[53] Ammianus Marcellinus ascribes the longevity and robust health of mountaineers to their exposure to the dews of night. Dew was employed by the alchemists in their experiments on the solution of gold. The ladies of old collected the “celestial wash,” which they imagined had the virtue of preserving their fine forms, by exposing heaps of wool to the influences of night radiation. It was supposed that the lean features of the grasshopper arose from that insect feeding entirely on dew: “Dumque thymo pascentur apes, dum rore cicadæ,” Virgil, Eclog.

See some curious remarks by Boyle, On the Power of Dew in Working on Solid Bodies: Works of the Honourable R. Boyle, vol. v. p. 121. 1744.

[54] See the Researches on Heat, by Professor James Forbes, in the Transactions of the Royal Society of Edinburgh; also Melloni’s papers on the same subject in the Annales de Chimie, several of which have been translated into the Scientific Memoirs, edited by Mr. Richard Taylor.

[55] The phenomena of dew have constantly engaged the attention of man. Aristotle, in his book De Mundo, puts forth some just notions on its nature. An opinion has almost always prevailed that dew falls. Gersten appears to have been the first who opposed this motion. He was followed by Musschenbroek, and then by Du Fay. The researches of Leslie were of a far more exact character. Dr. Wilson, in the Transactions of the Royal Society of Edinburgh, 1st vol., published a Memoir on Hoar Frost of much interest; but the questions involved remained unsettled until the researches of Dr. Wells, which were published in his Essay on Dew.

[56] By far the most complete set of experiments on the radiation of heat from the surface at night, which have been published since Dr. Wells’s memoir On Dew, are those of Mr. Glaisher, of the Royal Observatory at Greenwich. Instruments of the most perfect kind were employed, and the observations made with sedulous care. The results will be found in a memoir On the Amount of the Radiation of Heat, at night, from the Earth, and from various bodies placed on or near the Surface of the Earth, by James Glaisher, Esq., Philosophical Trans. for 1847, part 2.

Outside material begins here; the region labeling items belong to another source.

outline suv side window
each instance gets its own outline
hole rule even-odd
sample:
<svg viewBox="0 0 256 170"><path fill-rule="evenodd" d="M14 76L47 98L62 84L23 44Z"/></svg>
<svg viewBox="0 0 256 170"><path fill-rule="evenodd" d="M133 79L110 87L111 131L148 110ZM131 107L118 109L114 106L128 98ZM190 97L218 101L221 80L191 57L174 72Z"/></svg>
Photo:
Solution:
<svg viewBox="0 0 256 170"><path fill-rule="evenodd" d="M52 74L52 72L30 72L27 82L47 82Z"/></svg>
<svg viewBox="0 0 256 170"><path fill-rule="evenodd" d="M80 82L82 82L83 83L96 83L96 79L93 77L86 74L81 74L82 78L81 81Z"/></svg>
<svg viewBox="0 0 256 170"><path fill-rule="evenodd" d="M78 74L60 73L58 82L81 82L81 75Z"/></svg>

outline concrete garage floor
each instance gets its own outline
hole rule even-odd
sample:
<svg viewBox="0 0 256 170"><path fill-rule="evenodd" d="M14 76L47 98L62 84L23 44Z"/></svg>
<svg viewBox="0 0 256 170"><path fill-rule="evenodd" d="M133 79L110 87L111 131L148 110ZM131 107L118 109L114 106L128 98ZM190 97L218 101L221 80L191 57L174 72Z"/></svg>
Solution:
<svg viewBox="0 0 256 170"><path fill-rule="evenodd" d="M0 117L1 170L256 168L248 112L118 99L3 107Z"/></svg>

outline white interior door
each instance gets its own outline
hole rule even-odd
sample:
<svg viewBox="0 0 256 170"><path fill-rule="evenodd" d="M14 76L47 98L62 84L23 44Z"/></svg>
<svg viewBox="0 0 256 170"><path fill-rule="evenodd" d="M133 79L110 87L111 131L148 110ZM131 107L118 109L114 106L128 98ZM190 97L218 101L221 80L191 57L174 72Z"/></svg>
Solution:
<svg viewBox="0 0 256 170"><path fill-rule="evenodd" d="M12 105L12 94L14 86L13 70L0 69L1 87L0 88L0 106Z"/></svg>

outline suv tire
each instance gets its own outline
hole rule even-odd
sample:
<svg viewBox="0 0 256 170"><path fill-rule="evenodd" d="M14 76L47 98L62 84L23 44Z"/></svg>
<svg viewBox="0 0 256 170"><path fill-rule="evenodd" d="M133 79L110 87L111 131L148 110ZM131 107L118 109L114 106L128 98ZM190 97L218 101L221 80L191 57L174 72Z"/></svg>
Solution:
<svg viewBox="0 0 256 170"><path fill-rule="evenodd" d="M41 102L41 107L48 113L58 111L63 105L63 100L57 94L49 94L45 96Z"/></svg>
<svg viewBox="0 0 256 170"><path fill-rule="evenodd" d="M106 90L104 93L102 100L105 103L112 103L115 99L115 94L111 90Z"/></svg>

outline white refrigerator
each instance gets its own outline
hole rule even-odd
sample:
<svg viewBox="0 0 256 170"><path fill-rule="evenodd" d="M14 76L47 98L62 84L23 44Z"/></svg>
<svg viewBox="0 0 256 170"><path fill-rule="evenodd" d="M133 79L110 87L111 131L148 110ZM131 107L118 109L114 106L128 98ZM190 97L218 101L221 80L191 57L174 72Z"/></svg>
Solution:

[57] Dr. Wells noticed the practical fact that very light shades protected delicate plants from frost, by preventing radiation. Mr. Goldsworthy Gurney has made a series of interesting experiments, and he imagines that by shading grasslands with boughs of trees, or any light litter, a more abundant crop is produced. The subject has been discussed in the journals of the Royal Agricultural Society. May not the apparent increase be due entirely to the succulent condition in which a plant always grows in the shade?

[58] This paper of Melloni’s will be found in the Bibliothèque Universelle de Genève, for 1843. The conclusions are highly ingenious, but they rest entirely on the analogy supposed to be discovered between the relations of heat, like light, to the coloured rays of the spectrum. This, it must be remembered, is not the case, since even Sir William Herschel showed that red light might exist with only a minimum of calorific power, notwithstanding the fact, that the maximum heat-ray of the spectrum coincides with the red rays.

[59] Dr. Robinson, of Armagh, in his Memoir On the Effects of Heat in lessening the Affinities of the Elements of Water.—Transactions of the Royal Irish Academy, vol. xxi. part 2.

[60] On this subject consult Robert Were Fox, On the Temperature of the Mines of Cornwall.—Cornwall Geological Transactions, vol. ii.; W. J. Henwood, on the same subject, Ib. vol. v.; Reports of the British Association, 1840, p. 315; Edinburgh New Philosophical Journal, vol. xxiv. p. 140.

[61] On the causes of the temperature of Hot and Thermal Springs; and on the bearings of this subject as connected with the general question regarding the internal temperature of the Earth: by Professor Gustav Bischoff, of Bonn.—Edinburgh New Philosophical Journal, vol. xx. p. 376; vol. xxiii. p. 330. Some interesting information on the temperature of the ground will be found in Erman’s Travels in Siberia, translated by W. D. Cooley, vol. i. p. 339; vol. ii. p. 366. Sur la Profondeur à laquelle se trouve la couche de Température invariable entre les Tropiques, by Boussingault: Annales de Chimie et de Physique, 1833, p. 225. Reference may also be made to Humboldt’s Cosmos, Otto’s translation; and to the excellent article on Meteorology, by George Harvey, in the Encyclopædia Metropolitana. These chthonisothermal lines, as they are called, have been traced by Humboldt and others over extensive districts.